第8話
子猫のいる枝まで辿り着くと、実琴はそっと手を伸ばした。
だが、僅かに子猫まで手が届かない。
(もう少し身を乗り出せれば届きそうなんだけど…折れないかな?)
それがちょっと心配だった。
自分の重みで
そうして枝が揺れることで子猫が落ちてしまわないか、それさえも不安だ。
実琴は不安定な体制のままで出来る限り腕を伸ばすと、驚かさないようにそっと優しく声を掛ける。
「おいで。怖くないから…」
子猫がそれに応えるように、小さく「みゃあ…」と鳴いた。
「大丈夫だよ。今、助けるからね」
子猫が乗っているのとは別の枝に何とか手を掛けると、もう片方の手を思いっきり伸ばす。
(これなら届きそう…)
「ネコちゃんっ」
怯えるような子猫の瞳と視線が絡み合った瞬間、何とかその小さな身を手のひらの中へと捕らえた。

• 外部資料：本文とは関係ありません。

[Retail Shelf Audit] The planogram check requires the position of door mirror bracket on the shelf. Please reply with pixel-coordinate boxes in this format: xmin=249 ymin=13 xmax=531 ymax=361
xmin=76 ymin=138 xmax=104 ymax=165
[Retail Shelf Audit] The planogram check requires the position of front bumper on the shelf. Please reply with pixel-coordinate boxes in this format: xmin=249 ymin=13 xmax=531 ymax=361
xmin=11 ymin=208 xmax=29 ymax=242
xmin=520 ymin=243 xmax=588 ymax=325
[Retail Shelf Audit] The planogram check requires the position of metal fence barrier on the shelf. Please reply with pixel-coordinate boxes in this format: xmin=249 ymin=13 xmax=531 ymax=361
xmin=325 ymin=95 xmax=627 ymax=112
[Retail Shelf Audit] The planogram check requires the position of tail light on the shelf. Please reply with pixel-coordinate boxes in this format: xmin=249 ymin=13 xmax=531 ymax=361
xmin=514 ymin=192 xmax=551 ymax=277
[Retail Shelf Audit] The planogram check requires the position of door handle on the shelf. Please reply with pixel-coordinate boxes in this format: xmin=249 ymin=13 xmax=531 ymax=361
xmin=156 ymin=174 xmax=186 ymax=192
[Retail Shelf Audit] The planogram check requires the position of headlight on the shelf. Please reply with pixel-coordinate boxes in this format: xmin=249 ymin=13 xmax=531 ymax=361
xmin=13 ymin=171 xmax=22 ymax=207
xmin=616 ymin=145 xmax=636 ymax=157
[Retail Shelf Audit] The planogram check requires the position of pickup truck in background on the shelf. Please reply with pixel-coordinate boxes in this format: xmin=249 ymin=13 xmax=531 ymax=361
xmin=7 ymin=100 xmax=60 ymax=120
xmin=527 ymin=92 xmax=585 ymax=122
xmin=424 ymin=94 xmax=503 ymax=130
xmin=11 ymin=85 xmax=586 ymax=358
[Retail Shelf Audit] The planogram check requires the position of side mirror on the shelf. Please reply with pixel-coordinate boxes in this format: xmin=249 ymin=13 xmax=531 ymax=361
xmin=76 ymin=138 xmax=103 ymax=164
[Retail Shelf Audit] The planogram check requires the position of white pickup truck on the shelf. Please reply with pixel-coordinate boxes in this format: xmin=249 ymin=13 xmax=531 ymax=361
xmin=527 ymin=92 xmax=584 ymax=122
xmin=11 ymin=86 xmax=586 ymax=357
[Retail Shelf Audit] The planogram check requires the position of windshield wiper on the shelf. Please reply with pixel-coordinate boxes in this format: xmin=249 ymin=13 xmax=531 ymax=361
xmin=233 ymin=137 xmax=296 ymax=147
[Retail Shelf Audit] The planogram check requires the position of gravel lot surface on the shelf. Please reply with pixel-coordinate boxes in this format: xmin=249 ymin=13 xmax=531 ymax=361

途端に、驚いたように僅かに手足をバタつかせる子猫だったが、実琴がすぐに自分の胸に抱えるようにすると温かさに安心したのか、すぐに大人しくなった。
「良かった…。怖かったよね」
実琴はホッとした様子で笑みを浮かべた。
だが、次の瞬間。
突然、ゴォーーッと唸る程の突風が吹き荒れた。
「きゃあッ!」
不意のことでバランスを崩した実琴は。
抱き抱えた子猫もろとも、木の下へと真っ逆さまに落ちていくのだった。